Somehow, the day’s list of accomplishments runs downhill from there. I mean, I did some work and I checked some blogs, but sitting at my desks leads to a uniform experience where time just passes and only a few bullet points get done, not all of them salutatory (you checked Instapundit again? You played Civilization again?)
If I had the same focus as I have that, well, not first hour of the day–I’m often awake for an hour before the alarm rings, an hour unfocused because I’m “waking up,” I would be a millionaire. Or I would feel much more content with what I do every day. But.
The reason I’m so efficient in that hour is that I do it six times a week (including Sunday, where “church” replaces “school”), so I’m very efficient at it, having drilled in it for a couple of years now. The remainder of the day is much more fluid and changing, so I can’t have developed that efficiency and productivity that yield the (same daily) bullet points of accomplishment in them.

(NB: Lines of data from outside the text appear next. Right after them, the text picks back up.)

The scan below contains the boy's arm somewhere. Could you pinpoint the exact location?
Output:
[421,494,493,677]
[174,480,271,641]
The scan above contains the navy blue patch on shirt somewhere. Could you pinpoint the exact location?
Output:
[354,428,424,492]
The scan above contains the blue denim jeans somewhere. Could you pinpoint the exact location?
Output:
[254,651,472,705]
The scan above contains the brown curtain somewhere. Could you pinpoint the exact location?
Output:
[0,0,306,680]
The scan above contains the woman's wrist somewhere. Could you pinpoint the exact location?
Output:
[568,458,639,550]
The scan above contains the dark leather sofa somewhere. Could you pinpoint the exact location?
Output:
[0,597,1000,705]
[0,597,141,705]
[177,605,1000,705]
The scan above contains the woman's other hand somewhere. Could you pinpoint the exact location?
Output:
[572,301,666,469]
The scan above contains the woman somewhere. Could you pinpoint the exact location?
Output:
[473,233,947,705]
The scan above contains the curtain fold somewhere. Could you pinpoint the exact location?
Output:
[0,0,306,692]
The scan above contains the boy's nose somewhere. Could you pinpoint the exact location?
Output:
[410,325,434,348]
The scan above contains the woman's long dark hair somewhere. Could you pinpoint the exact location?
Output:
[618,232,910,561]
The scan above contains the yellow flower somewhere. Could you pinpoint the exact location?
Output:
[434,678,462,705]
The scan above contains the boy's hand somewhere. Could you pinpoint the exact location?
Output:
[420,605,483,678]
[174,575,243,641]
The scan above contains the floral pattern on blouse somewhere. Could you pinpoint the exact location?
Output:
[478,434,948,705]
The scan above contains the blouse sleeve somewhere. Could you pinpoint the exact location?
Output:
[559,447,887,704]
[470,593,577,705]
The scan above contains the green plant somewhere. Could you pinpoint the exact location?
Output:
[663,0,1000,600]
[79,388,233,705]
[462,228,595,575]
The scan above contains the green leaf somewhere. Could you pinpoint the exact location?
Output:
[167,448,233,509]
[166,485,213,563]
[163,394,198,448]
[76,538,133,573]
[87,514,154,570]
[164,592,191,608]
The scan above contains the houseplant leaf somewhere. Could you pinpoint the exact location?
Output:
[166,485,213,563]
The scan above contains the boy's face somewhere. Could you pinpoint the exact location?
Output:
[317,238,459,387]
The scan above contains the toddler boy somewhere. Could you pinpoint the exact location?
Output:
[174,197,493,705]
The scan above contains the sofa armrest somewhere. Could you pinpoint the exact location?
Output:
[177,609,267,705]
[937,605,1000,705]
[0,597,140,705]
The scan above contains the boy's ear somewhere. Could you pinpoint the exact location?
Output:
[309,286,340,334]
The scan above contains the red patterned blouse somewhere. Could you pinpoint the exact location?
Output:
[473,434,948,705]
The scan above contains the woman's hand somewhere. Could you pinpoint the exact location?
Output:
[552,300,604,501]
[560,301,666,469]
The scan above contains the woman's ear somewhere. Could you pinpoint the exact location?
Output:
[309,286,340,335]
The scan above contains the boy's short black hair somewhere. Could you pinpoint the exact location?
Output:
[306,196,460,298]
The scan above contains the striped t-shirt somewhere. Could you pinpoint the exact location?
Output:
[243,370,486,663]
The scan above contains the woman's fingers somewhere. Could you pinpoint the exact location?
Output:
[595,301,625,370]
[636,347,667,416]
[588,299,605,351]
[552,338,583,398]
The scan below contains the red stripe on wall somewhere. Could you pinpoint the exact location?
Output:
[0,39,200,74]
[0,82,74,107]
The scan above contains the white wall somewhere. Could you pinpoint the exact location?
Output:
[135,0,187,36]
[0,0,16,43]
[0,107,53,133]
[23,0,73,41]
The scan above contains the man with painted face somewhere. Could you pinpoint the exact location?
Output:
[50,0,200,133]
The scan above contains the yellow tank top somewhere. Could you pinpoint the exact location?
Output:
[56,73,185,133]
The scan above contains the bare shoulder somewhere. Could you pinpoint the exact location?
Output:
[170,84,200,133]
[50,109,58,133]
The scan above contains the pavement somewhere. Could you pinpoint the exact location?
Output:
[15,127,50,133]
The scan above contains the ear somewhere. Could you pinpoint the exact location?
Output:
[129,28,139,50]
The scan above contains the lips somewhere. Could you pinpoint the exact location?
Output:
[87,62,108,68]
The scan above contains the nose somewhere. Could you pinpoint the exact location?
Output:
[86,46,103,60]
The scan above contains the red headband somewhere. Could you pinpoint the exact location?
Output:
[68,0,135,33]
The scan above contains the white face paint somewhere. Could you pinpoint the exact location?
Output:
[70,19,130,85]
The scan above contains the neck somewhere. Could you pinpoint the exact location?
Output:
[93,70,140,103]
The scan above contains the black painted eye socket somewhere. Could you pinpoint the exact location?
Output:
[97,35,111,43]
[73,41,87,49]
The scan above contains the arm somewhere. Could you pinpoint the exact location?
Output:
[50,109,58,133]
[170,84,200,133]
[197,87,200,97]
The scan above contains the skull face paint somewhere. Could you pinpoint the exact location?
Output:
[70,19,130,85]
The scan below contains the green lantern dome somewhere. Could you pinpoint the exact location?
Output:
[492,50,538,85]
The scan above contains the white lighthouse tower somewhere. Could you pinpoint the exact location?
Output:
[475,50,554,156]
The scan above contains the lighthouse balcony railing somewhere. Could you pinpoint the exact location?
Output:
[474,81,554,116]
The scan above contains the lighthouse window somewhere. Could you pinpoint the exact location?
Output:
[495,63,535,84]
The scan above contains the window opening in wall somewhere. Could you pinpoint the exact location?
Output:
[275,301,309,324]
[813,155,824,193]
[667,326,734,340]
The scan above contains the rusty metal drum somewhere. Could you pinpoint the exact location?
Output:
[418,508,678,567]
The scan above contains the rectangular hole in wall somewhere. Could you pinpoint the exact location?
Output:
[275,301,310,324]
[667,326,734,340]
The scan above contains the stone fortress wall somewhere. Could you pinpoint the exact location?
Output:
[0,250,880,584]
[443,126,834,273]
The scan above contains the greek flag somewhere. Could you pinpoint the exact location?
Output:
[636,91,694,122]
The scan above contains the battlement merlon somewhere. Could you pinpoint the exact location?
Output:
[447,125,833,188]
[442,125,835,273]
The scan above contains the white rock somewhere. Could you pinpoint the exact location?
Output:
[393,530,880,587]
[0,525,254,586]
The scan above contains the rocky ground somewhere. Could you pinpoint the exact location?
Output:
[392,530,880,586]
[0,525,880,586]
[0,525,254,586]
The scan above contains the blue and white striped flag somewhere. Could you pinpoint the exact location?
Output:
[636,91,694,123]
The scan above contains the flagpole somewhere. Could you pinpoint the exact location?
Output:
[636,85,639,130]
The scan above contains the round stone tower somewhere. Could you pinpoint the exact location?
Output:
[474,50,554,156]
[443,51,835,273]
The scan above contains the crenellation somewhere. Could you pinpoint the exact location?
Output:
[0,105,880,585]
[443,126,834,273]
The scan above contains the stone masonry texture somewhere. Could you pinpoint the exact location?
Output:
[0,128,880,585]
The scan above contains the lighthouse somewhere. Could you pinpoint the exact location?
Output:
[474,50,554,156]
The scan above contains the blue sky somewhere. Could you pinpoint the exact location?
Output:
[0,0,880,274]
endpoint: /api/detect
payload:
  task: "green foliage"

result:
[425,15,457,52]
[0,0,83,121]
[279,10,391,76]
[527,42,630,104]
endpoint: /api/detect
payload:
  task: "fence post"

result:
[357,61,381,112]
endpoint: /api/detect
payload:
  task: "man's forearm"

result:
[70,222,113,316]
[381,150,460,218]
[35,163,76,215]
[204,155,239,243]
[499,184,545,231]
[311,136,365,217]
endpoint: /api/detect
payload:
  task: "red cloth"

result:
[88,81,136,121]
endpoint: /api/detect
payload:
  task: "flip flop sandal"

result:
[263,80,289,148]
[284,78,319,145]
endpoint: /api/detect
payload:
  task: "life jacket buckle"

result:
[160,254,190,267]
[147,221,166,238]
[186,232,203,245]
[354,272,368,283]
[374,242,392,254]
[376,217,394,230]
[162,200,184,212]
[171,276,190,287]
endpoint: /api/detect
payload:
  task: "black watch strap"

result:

I guess I need to make a daily set of bullet points of accomplishment each day beyond those seventy-five minutes and then to work earnestly to ensure that they’re meaningful and that I recognize x hours of paying work, a single bullet point or a couple of lines on a time sheet, are valuable, too. Also, I should get some things done away from the computer to break it up and have, if not dramatic impact, at least some visible sign that I did something besides checking LinkedIn or Twitter.
Well, there’s the alarm. Time to get something done.